French Foreign Minister Bernard Kouchner said his country stood by Lebanon “in the face of these repeated attempts at destabilisation”. He urged the Lebanese to resume dialogue.

‘Big, ugly cloud’

 The blast hit near an amusement park and a football club, setting a car ablaze and shattering windows at a nearby restaurant. It hurled the bodies of Eido and his son across the road and into the football ground, witnesses said.

“It sounded like it was in your backyard,” said Herbert Lahout, 45, a US citizen who had been playing volleyball on a nearby beach. “It was like a mushroom cloud, a big ugly cloud.” Five less powerful bombs have exploded in and around Beirut in the past month, killing two people.

Eido’s death was likely to fuel tension between Siniora’s Western-backed government and the pro-Damascus opposition led by the Shiite Hizbollah group.

Parliament member Wael Abou-Faour accused Syria of killing his colleague.

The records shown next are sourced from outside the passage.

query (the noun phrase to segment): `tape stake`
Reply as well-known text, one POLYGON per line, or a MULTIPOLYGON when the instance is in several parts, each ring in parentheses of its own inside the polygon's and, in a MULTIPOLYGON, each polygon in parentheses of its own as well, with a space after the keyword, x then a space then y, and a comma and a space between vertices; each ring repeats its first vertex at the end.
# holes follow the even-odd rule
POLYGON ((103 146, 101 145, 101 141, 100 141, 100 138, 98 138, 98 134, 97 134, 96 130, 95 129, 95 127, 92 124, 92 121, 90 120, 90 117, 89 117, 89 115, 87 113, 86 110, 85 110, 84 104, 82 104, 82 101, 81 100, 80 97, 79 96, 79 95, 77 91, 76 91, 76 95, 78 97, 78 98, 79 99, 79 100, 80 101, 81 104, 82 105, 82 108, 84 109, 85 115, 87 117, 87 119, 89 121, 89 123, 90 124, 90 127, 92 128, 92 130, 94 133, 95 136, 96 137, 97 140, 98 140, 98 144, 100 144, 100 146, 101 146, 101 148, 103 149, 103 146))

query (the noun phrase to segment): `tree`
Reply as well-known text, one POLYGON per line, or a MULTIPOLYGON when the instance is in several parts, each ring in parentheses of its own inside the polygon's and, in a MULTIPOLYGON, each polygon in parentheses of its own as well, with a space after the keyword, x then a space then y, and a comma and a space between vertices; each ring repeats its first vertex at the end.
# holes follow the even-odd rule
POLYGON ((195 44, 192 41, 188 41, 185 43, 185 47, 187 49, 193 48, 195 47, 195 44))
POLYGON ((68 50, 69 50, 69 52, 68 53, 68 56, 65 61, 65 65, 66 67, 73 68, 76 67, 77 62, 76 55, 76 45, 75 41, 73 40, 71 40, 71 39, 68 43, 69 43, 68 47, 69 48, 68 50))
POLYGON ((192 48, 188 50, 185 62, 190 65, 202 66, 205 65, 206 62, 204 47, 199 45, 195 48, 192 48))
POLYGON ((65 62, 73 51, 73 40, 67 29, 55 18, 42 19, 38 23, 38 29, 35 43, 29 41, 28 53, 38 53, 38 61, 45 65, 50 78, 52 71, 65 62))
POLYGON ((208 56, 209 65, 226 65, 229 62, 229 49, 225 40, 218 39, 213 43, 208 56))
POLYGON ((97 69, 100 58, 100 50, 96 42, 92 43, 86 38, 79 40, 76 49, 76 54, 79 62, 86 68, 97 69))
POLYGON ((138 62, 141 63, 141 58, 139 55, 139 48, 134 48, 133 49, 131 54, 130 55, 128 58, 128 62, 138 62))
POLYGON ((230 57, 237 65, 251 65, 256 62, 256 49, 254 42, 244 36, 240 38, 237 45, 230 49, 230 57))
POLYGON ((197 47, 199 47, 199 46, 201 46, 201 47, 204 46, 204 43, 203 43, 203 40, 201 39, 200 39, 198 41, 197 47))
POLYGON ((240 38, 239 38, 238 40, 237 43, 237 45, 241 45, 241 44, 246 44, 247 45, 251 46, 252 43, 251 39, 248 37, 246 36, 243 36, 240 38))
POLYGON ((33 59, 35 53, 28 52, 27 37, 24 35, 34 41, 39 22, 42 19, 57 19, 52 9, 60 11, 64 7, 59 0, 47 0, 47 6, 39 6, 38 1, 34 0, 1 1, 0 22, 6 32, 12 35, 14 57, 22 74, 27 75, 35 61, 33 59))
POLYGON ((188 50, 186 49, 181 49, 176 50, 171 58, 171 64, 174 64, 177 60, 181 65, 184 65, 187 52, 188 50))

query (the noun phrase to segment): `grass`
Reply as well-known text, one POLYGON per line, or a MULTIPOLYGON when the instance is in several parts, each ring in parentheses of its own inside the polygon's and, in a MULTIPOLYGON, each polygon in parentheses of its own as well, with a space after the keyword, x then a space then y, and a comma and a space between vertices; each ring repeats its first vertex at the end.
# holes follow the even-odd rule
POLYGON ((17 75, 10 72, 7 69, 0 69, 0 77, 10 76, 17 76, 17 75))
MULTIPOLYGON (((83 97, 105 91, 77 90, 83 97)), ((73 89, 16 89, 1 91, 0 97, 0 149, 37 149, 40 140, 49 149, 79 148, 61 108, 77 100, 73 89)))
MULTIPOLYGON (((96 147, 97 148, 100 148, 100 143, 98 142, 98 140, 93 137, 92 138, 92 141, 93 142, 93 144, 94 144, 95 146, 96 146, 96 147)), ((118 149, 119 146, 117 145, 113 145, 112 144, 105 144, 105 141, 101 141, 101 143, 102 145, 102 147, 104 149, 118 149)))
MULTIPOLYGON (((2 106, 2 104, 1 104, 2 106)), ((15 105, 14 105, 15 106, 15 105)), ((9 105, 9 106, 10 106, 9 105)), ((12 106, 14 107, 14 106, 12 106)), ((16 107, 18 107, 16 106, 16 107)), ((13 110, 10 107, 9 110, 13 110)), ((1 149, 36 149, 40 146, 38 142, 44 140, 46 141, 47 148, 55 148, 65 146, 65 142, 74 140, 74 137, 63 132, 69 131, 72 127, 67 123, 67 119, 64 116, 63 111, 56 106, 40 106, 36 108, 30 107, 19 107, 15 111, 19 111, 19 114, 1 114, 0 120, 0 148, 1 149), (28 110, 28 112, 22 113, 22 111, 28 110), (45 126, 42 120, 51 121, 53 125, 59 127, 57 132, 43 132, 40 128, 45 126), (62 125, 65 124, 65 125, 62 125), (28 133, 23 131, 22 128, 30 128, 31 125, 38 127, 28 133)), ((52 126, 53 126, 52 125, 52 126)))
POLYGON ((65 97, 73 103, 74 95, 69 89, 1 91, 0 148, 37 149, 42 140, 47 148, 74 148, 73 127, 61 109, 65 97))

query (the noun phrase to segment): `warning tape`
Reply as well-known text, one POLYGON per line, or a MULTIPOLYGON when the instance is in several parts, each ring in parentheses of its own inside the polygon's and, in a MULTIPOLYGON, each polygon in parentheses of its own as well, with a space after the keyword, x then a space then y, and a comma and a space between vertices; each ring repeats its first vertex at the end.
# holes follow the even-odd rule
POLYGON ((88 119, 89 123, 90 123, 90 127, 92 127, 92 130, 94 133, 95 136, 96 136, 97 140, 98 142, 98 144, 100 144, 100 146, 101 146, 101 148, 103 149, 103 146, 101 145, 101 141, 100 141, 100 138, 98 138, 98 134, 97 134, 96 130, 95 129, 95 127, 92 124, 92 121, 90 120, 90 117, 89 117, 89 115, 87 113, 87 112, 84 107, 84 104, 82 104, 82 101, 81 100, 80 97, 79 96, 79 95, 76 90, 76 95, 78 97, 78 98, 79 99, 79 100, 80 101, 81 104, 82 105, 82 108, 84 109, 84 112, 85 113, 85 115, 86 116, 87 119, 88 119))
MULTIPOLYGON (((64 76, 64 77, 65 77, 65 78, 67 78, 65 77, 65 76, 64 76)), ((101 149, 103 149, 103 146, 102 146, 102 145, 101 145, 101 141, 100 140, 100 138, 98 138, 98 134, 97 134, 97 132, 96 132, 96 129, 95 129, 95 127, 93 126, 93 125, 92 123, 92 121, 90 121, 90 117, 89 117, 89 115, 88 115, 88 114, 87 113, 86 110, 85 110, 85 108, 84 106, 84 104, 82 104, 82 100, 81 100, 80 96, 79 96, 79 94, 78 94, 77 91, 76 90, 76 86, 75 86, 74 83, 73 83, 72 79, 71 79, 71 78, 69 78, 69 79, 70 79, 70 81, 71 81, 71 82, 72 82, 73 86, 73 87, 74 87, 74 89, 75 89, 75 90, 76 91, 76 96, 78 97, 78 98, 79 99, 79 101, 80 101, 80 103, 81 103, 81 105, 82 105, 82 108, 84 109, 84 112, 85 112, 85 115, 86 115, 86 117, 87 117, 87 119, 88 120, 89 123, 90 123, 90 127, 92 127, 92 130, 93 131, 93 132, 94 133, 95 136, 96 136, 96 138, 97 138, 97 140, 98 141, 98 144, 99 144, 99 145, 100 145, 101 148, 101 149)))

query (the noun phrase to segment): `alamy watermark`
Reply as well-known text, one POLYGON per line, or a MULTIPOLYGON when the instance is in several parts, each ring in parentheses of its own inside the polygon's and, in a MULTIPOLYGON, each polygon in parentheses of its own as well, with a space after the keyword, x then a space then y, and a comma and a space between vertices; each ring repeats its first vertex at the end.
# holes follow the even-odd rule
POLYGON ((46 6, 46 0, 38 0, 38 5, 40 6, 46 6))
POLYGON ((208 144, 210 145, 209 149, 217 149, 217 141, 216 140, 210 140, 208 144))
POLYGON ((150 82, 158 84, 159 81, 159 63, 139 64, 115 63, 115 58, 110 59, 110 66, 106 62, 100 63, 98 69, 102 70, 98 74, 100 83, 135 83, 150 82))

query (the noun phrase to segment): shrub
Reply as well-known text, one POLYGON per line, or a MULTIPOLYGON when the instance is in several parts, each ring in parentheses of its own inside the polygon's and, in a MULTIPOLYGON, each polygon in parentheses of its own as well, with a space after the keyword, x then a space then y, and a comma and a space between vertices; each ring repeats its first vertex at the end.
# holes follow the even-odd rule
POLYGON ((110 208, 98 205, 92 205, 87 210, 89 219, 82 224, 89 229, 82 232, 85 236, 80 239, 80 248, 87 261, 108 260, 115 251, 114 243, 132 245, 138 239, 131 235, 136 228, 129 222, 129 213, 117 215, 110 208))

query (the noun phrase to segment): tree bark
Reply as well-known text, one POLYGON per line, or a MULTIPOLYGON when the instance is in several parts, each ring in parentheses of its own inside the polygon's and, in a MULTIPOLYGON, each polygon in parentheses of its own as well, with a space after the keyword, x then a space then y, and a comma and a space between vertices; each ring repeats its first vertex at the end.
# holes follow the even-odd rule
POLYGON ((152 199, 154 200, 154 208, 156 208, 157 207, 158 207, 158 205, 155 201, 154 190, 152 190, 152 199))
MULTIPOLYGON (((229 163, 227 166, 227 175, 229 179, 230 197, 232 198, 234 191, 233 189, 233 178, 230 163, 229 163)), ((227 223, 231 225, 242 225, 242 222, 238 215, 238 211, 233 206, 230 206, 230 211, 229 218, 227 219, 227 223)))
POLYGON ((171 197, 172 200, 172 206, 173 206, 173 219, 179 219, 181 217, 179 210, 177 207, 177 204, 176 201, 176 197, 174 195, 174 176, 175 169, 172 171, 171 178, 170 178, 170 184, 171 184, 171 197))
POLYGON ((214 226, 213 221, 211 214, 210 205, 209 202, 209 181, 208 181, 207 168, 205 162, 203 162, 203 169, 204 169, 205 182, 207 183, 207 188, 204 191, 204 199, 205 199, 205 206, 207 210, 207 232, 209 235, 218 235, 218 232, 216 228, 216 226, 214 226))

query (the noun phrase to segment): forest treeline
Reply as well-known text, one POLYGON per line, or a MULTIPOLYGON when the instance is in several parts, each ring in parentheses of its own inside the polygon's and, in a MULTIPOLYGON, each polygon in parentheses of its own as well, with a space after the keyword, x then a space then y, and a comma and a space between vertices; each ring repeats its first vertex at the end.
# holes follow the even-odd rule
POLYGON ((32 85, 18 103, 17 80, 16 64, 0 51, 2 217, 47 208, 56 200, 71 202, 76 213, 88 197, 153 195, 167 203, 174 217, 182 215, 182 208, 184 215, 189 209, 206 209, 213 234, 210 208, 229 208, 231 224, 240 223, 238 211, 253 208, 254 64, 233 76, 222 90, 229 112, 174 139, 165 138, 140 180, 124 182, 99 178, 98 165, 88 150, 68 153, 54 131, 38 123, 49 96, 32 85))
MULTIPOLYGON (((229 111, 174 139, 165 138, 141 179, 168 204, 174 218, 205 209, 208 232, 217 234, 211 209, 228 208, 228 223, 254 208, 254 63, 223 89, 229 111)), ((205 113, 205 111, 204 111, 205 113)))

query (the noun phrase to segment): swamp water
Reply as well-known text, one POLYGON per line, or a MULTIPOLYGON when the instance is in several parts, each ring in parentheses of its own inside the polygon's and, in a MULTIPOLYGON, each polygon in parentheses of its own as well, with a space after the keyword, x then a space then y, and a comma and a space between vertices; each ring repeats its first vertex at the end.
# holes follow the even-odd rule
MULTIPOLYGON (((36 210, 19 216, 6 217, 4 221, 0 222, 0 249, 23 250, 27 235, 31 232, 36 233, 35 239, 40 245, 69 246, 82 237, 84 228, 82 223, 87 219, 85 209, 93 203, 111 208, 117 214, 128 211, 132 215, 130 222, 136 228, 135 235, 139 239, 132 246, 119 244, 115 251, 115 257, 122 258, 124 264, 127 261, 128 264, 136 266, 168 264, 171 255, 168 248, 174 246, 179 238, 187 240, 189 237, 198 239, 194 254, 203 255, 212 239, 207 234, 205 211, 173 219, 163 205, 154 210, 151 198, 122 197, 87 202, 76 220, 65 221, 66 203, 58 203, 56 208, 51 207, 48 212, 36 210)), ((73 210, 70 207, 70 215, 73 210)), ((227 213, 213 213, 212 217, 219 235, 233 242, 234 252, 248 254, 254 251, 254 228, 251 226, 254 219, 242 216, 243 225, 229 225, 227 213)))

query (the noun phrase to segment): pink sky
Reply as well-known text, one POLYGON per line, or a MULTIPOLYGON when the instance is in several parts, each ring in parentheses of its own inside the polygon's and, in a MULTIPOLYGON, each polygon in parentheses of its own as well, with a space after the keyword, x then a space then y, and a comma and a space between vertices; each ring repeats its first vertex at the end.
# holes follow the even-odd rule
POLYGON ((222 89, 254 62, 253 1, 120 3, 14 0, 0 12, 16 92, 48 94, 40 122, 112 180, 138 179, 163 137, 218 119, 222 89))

“Walid Eido was assassinated because there is a decision by the Syrian regime to terminate the March 14 bloc,” Abou-Faour told Al Arabiya television, referring to the Hariri-led coalition.

Parliament Speaker Nabih Berri, a Shiite opponent of the government, condemned the killing, as did Hizbollah and Christian opposition leader Michel Aoun.

Tension was already high in Lebanon, where the army has been battling Islamist fighters at a Palestinian refugee camp in the north for more than three weeks.

Two Lebanese soldiers were killed in fresh fighting at the Nahr Bared camp on Wednesday, security sources said.

Al Qaeda-inspired Fateh Islam gunmen attacked Lebanese army posts set up at newly seized territory in the outskirts of Nahr Bared overnight and in the early morning, they said.

Army units, which had seized two militant positions in heavy fighting on Tuesday, responded with dozens of artillery rounds, sending smoke rising from the camp’s cinderblock buildings.

The battle for the camp, Lebanon’s bloodiest internal violence since the 1975-1990 civil war, has killed 144 people — 62 soldiers, 50 militants and 32 civilians — since May 20.